What's more, there are unforgivable character short-cuts that act as a thorn in the movie's side. Ira's first stand-up routine is pretty awful, yet veteran Simmons hires him to write his own jokes. Mann's love interest changes allegiance depending on which man is cooing over her (just like a real woman, then). The wonderful Eric Bana - playing the most Australian man on the planet - suddenly switches from punch-drunk psycho to sensitive soul in the blink of an eye.

Crucially, the balance in the relationship between George and Ira feels out of whack. Simmons, not necessarily painted as sympathetic, treats Ira like shit, and Ira being the shambling mess he is, just accepts it - you only know you're supposed to care when the melancholic acoustic guitar starts playing. It's to Sandler's credit that Simmons remains an ornery, unlikeable soul, but it's to the movie's detriment that he abuses Rogen's protege, the movie's heart whether Apatow meant it or not.
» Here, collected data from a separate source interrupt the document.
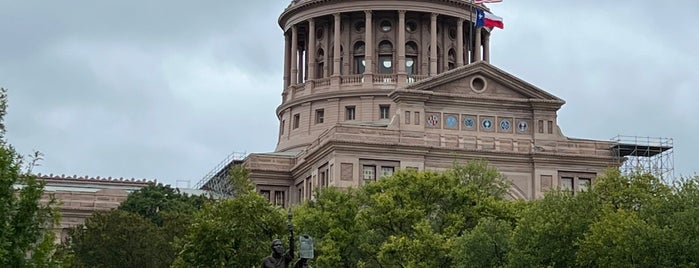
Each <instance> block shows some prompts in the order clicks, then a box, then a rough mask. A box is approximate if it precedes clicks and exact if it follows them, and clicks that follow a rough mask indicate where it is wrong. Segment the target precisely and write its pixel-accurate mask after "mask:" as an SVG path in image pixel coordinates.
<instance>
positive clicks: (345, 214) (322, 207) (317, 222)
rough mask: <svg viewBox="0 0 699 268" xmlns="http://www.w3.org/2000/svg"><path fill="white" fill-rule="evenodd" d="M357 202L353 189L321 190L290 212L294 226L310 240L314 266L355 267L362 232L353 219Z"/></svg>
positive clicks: (356, 199) (356, 261)
mask: <svg viewBox="0 0 699 268" xmlns="http://www.w3.org/2000/svg"><path fill="white" fill-rule="evenodd" d="M358 210H359V203H358V200H357V196H356V190H354V189H346V190H342V189H338V188H324V189H322V190H320V191H318V192H316V196H315V201H314V202H305V203H303V204H301V205H298V206H297V207H296V208H295V210H294V224H295V225H296V226H297V227H298V230H300V231H301V232H302V233H300V234H308V235H310V236H311V237H313V239H314V246H315V256H316V258H315V259H314V260H313V261H314V264H315V266H318V267H333V266H335V265H337V264H338V263H341V264H343V267H356V263H357V262H358V261H359V260H361V259H362V257H363V255H362V252H361V250H360V248H359V245H360V242H361V239H362V235H363V234H364V233H365V230H363V229H360V227H361V226H360V225H358V224H357V221H356V220H355V218H356V217H357V212H358Z"/></svg>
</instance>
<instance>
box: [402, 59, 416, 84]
mask: <svg viewBox="0 0 699 268" xmlns="http://www.w3.org/2000/svg"><path fill="white" fill-rule="evenodd" d="M416 62H417V57H405V73H406V74H408V75H411V74H415V73H416V72H415V63H416ZM410 82H415V81H410Z"/></svg>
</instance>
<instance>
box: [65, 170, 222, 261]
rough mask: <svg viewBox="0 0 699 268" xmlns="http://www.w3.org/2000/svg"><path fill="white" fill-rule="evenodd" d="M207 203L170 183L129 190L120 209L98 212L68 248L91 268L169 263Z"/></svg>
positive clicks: (91, 217) (84, 224)
mask: <svg viewBox="0 0 699 268" xmlns="http://www.w3.org/2000/svg"><path fill="white" fill-rule="evenodd" d="M206 202H208V199H207V198H206V197H204V196H190V195H186V194H182V193H180V192H179V190H176V189H173V188H172V187H170V186H169V185H162V184H151V185H148V186H146V187H143V188H141V189H139V190H137V191H134V192H133V193H131V194H129V196H128V197H127V198H126V200H125V201H124V202H122V203H121V205H120V206H119V208H118V209H117V210H114V211H112V212H107V213H100V214H95V215H93V216H92V217H91V218H89V219H88V221H87V222H86V223H85V224H84V225H80V226H78V227H76V228H75V230H72V232H71V238H70V241H69V244H68V245H66V249H65V250H66V252H65V253H66V254H68V255H70V254H71V253H72V256H71V257H73V259H74V262H75V263H82V264H84V265H88V266H89V267H143V266H132V265H136V264H139V265H145V264H148V265H149V266H147V267H156V266H153V265H157V267H169V266H170V265H171V264H172V262H173V261H174V260H175V257H176V255H177V252H179V251H180V250H181V248H180V247H179V246H178V245H179V244H178V243H177V240H178V239H181V238H182V237H183V236H184V235H185V233H186V229H187V227H188V226H190V225H191V223H192V221H193V218H194V212H195V211H197V210H199V209H200V208H201V207H202V206H203V204H204V203H206ZM115 224H119V226H115ZM129 229H133V230H134V231H133V232H130V231H129ZM105 245H109V246H108V247H106V246H105ZM135 251H138V252H135ZM114 252H117V253H114ZM135 256H137V258H138V259H137V260H136V259H134V258H136V257H135ZM114 258H117V259H114ZM115 265H117V266H115ZM119 265H125V266H119Z"/></svg>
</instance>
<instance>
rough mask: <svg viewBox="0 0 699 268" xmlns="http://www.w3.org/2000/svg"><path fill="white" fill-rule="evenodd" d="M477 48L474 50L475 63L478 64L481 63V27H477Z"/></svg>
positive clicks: (476, 27)
mask: <svg viewBox="0 0 699 268" xmlns="http://www.w3.org/2000/svg"><path fill="white" fill-rule="evenodd" d="M474 45H475V47H474V49H473V61H474V62H478V61H481V45H482V42H481V27H476V42H475V44H474Z"/></svg>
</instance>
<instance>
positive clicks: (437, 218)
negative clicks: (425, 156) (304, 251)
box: [295, 162, 514, 267]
It seems churlish to mark down a drama for not being particularly funny - just like it'd be unfair to complain that a comedy isn't serious enough - but you get the feeling that Apatow is still playing to two different audiences. On one hand, there are the critics, who rightly recognise a good filmmaker when they see one. And on the other, there is Apatow's built-in audience, who've come to expect dick jokes and put-downs - the addition of Jonah Hill and Jason Schwartzman as Ira's roommates really adds nothing to the plot except for the odd crude gag. This time, the blokey back-and-forth seems forced.
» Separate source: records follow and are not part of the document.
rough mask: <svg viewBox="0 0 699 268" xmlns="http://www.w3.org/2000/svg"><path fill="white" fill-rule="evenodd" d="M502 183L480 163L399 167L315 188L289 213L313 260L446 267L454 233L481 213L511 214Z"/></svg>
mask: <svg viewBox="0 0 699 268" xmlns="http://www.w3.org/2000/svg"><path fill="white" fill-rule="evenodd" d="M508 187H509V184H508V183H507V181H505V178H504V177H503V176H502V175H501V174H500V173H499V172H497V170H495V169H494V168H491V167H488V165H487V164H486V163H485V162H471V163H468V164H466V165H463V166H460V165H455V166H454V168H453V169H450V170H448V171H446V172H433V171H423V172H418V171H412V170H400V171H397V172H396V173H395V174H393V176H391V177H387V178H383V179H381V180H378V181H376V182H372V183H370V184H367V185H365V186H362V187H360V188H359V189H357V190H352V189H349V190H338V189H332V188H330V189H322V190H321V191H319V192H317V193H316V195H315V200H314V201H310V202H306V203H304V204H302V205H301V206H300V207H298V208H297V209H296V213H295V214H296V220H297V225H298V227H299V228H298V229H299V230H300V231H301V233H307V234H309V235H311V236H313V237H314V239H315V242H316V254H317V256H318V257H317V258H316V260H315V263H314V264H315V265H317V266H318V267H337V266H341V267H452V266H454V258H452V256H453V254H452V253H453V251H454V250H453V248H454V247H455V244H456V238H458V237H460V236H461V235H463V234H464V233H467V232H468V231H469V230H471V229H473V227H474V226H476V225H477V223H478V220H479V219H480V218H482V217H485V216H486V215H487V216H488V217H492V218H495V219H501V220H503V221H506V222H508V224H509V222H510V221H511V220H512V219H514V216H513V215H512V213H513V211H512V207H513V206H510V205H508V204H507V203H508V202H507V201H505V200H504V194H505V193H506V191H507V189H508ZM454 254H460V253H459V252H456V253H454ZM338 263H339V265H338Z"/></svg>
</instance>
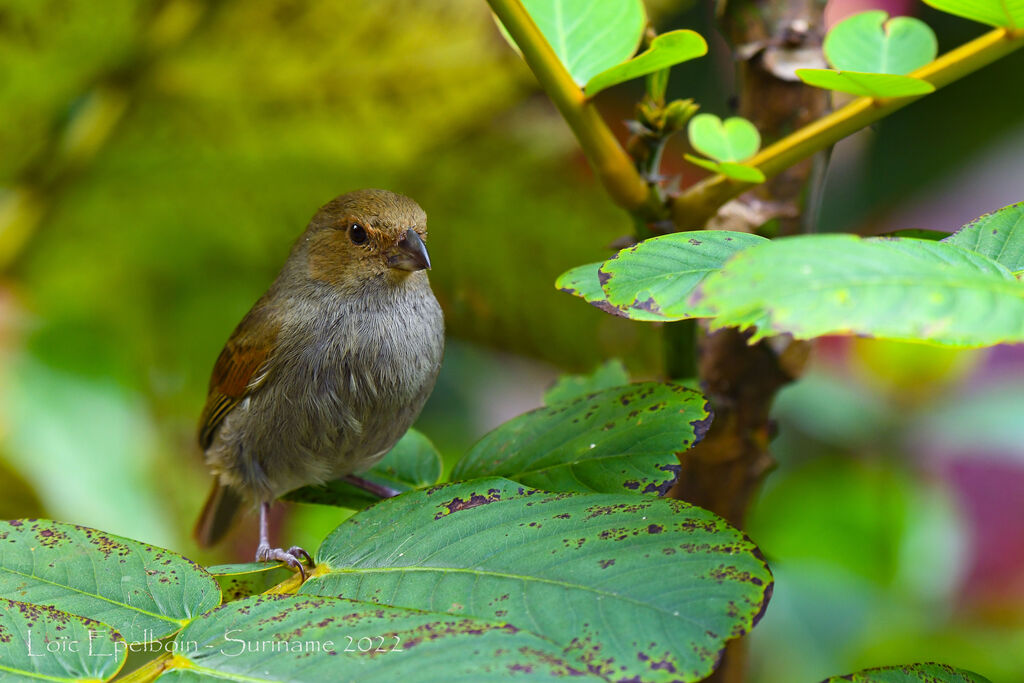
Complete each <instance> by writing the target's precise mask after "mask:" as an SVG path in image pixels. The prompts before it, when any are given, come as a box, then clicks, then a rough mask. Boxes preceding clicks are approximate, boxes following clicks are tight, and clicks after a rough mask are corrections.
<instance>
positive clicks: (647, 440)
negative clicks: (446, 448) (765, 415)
mask: <svg viewBox="0 0 1024 683" xmlns="http://www.w3.org/2000/svg"><path fill="white" fill-rule="evenodd" d="M710 424H711V416H710V408H709V405H708V402H707V399H706V398H705V397H703V396H702V395H701V394H700V393H698V392H696V391H694V390H692V389H688V388H686V387H683V386H680V385H678V384H662V383H659V382H642V383H638V384H628V385H626V386H617V387H612V388H610V389H604V390H603V391H599V392H597V393H592V394H588V395H586V396H582V397H580V398H574V399H571V400H568V401H563V402H559V403H553V404H551V405H548V407H547V408H539V409H537V410H536V411H530V412H529V413H526V414H524V415H520V416H519V417H517V418H514V419H512V420H509V421H508V422H506V423H505V424H503V425H501V426H500V427H498V428H497V429H495V430H494V431H492V432H490V433H488V434H486V435H485V436H484V437H483V438H481V439H480V440H479V441H477V442H476V444H474V445H473V447H472V449H470V450H469V453H467V454H466V455H465V456H464V457H463V459H462V460H460V461H459V462H458V463H457V464H456V466H455V469H454V470H453V471H452V478H453V479H471V478H474V477H481V476H493V475H498V476H504V477H508V478H510V479H514V480H516V481H519V482H520V483H524V484H526V485H528V486H536V487H538V488H545V489H548V490H557V492H565V490H575V492H604V493H616V494H617V493H635V494H650V493H653V494H657V495H665V493H666V492H667V490H668V489H669V488H670V487H672V484H673V483H675V481H676V477H677V476H678V474H679V456H680V455H681V454H682V453H683V452H684V451H686V450H687V449H689V447H690V446H692V445H693V444H694V443H696V442H697V441H699V440H700V439H701V438H703V435H705V433H706V432H707V431H708V427H709V426H710Z"/></svg>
The mere fact that there's so much comic talent on board makes Funny People seem like a missed opportunity. As a dramatic story, it's well written and well acted, obviously drawn from real experience and crafted with genuine emotion at its core. But as a comedy? It's lacking in levity and brevity, which will alienate a lot of Apatow's core fans. It's also missing an ending; with 40 Year-Old Virgin, Knocked Up and Funny People charting Apatow's autobiographical obsessions with sex, love and eventually death, you do wonder if he's finally used up all of his 'A' material.